Peter Tavalin Accompanies Safety Last! Live at Next Stage Arts

PUTNEY, VT — Next Stage Arts presents a special screening of Harold Lloyd’s classic 1923 silent comedy Safety Last! on Friday, July 17 at 7:00 p.m., featuring a live improvised musical score by acclaimed pianist and composer Peter Tavalin. Doors open at 6:15 p.m. at Next Stage Arts, 15 Kimball Hill in Putney. Tickets are $10 and available at nextstagearts.org.

Silent films were never truly silent. During the early days of cinema, live musicians accompanied screenings, enhancing the action, emotion, and humor unfolding on screen. Tavalin continues that tradition with a spontaneous score created in real time, making each performance a unique artistic experience.

A graduate of Berklee College of Music and a lifelong jazz improviser, Tavalin has been accompanying silent films since 1980. Drawing on decades of experience as both composer and performer, he responds moment by moment to the film, crafting music that deepens the audience’s connection to the story while preserving the excitement of improvisation.

For this event, Tavalin selected Safety Last!, one of the most beloved comedies of the silent era. Released in 1923, the film stars Harold Lloyd as an ambitious young man whose efforts to succeed in the big city lead to a series of increasingly hilarious and precarious situations. The film remains famous for its iconic image of Lloyd dangling from the hands of a clock high above a city street.

“These days we can all use a good laugh,” says Tavalin. “And Harold Lloyd shows us that he definitely rates as one of the great silent film comics in the same class as Charley Chaplin and Buster Keaton.”

Combining physical comedy, inventive storytelling, and one of cinema’s most memorable climactic sequences, Safety Last! remains a landmark of film history more than a century after its release.
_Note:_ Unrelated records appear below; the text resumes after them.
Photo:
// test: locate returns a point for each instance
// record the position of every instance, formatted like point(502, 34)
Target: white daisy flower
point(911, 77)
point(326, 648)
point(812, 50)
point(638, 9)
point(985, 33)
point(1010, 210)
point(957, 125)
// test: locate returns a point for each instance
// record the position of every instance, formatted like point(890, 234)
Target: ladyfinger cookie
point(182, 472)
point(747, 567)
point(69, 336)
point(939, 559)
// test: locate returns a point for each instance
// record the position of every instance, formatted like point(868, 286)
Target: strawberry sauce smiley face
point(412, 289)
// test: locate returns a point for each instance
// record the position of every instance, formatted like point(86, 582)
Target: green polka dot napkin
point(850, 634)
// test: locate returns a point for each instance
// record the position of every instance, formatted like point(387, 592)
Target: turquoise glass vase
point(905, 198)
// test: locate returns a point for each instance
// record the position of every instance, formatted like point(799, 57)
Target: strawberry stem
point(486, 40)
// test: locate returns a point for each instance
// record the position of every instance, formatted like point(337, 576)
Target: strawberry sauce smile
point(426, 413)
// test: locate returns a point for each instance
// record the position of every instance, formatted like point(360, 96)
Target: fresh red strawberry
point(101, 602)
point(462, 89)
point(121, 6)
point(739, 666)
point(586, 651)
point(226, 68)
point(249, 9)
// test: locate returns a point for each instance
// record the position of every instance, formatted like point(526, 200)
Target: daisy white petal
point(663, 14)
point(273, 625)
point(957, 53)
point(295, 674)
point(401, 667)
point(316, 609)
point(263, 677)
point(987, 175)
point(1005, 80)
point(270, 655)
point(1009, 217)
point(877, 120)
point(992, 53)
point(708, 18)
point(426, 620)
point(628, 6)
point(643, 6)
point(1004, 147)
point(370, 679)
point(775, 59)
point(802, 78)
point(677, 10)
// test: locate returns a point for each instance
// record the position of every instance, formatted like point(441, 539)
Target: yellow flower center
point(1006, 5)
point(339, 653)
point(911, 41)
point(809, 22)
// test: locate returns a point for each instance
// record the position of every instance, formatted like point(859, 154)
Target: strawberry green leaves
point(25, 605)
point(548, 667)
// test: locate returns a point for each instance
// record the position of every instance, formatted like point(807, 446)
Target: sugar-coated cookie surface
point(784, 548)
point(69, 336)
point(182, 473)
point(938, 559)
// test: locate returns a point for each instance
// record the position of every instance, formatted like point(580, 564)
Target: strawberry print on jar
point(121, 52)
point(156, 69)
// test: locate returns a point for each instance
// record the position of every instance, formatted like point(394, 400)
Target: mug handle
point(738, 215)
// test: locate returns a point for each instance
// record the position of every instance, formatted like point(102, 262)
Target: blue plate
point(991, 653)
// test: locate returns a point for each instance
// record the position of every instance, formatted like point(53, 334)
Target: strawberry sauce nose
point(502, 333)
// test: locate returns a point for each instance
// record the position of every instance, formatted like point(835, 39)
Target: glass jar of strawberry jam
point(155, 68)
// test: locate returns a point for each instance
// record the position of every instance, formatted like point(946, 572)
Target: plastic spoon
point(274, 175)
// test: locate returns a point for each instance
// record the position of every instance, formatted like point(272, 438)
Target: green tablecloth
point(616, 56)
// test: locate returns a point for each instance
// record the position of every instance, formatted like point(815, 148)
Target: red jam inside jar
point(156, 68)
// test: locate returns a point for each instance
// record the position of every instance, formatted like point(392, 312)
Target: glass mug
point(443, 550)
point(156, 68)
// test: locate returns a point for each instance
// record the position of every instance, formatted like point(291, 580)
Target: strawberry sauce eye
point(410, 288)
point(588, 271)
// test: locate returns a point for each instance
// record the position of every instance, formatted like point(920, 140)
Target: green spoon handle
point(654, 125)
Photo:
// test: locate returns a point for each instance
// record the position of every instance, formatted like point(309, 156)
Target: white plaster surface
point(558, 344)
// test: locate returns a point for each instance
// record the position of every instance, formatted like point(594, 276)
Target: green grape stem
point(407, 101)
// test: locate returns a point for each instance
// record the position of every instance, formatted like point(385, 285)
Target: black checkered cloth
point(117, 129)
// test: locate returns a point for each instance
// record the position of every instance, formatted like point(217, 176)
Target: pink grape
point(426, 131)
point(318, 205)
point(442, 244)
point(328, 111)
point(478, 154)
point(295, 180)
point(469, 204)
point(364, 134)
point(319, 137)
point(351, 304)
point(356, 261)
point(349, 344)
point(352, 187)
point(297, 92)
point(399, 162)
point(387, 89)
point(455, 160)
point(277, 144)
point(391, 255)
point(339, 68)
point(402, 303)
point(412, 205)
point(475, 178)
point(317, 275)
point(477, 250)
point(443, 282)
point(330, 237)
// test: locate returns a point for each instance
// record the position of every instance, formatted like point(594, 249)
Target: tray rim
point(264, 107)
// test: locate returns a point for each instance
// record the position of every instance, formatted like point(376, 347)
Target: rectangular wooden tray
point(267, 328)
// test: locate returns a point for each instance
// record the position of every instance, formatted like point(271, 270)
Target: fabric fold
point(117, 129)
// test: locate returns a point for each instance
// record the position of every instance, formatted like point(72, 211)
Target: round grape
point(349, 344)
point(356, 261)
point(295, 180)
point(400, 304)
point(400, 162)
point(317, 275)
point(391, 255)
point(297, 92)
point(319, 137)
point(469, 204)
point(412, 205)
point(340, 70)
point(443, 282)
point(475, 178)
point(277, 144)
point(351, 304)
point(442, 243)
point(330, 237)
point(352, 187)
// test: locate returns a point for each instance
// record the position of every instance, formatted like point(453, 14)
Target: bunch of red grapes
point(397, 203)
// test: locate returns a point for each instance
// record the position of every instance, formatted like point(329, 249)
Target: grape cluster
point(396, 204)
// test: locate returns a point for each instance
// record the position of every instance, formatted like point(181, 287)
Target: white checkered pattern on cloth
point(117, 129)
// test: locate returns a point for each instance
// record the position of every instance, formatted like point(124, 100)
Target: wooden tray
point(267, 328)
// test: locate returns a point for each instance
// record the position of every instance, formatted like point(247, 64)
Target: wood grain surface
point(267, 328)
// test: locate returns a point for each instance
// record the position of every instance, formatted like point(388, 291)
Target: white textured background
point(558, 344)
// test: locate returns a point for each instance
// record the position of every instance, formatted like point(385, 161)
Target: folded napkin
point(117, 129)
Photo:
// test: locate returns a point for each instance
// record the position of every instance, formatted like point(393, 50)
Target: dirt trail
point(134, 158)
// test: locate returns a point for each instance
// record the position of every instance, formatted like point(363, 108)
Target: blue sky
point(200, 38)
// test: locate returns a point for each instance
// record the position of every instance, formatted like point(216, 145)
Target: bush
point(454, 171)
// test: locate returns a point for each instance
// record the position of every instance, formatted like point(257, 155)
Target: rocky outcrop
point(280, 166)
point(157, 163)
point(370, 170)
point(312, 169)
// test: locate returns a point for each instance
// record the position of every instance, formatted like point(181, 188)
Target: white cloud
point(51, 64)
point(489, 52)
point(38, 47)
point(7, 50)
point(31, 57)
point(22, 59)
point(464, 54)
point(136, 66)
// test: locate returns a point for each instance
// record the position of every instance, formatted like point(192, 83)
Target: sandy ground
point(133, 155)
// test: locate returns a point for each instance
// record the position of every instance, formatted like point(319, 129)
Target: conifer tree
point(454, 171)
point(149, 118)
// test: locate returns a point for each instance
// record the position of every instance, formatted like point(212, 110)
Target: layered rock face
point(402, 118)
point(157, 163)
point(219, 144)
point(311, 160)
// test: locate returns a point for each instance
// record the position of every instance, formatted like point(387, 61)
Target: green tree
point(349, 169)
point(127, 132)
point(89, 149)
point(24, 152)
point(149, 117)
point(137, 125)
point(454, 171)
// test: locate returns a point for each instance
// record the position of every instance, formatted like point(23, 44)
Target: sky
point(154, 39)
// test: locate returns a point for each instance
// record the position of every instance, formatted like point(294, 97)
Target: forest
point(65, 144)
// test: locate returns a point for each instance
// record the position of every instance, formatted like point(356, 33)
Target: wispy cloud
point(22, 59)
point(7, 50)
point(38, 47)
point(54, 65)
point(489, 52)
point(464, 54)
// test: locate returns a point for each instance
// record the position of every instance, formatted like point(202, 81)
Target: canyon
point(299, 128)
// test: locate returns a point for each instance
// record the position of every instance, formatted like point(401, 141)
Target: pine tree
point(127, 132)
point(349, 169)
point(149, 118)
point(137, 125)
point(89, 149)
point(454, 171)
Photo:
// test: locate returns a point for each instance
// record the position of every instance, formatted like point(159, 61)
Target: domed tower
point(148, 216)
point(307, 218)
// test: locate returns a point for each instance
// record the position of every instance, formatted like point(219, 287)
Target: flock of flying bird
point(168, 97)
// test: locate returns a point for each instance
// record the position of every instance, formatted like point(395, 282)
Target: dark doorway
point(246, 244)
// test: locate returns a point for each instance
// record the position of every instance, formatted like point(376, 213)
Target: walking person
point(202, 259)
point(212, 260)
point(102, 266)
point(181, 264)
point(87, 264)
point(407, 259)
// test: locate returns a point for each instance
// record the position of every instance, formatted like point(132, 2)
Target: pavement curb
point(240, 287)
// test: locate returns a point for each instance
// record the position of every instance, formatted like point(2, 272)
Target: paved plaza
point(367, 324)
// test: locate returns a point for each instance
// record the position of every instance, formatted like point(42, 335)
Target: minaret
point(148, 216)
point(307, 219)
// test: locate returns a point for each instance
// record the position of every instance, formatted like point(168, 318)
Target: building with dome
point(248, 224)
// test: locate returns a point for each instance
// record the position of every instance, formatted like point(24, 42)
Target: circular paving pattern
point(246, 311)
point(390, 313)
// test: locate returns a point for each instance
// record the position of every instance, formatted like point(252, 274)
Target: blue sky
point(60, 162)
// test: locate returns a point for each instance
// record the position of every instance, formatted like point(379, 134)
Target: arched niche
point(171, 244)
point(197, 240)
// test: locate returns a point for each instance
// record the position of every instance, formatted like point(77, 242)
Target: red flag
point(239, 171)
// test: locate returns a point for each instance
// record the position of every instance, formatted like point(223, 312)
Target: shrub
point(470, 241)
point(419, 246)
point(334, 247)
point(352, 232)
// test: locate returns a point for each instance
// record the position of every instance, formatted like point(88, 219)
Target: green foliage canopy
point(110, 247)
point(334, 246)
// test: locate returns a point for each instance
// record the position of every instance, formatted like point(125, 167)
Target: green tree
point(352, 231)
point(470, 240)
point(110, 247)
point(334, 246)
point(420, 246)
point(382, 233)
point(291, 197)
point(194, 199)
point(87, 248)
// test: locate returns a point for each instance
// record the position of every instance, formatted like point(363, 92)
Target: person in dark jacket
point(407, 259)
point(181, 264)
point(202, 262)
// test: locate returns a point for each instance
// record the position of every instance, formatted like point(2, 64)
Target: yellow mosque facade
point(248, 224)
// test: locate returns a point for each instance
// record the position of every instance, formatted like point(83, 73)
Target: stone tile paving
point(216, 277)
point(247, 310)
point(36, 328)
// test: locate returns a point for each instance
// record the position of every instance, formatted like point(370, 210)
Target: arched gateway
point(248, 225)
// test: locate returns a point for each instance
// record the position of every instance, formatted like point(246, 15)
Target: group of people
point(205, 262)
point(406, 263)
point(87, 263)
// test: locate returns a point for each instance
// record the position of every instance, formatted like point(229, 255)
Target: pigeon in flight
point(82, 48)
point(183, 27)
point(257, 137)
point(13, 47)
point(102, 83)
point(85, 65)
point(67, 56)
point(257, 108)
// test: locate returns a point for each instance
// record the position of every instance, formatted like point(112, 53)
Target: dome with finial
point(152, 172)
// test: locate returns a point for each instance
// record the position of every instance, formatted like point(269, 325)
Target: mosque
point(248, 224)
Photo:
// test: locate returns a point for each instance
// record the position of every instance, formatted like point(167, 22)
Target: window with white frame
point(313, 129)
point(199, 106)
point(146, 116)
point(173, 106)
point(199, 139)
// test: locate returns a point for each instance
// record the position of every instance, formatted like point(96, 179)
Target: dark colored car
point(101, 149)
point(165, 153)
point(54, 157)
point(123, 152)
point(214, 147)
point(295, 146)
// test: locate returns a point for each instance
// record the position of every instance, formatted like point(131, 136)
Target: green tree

Tavalin’s live accompaniment brings fresh energy to the experience, allowing contemporary audiences to enjoy the film much as viewers did when it first appeared in theaters.

The evening offers a rare opportunity to experience a silent film as it was intended to be seen: on the big screen with live music performed in the moment. Audiences can expect an engaging blend of cinematic history, virtuosic improvisation, and timeless comedy.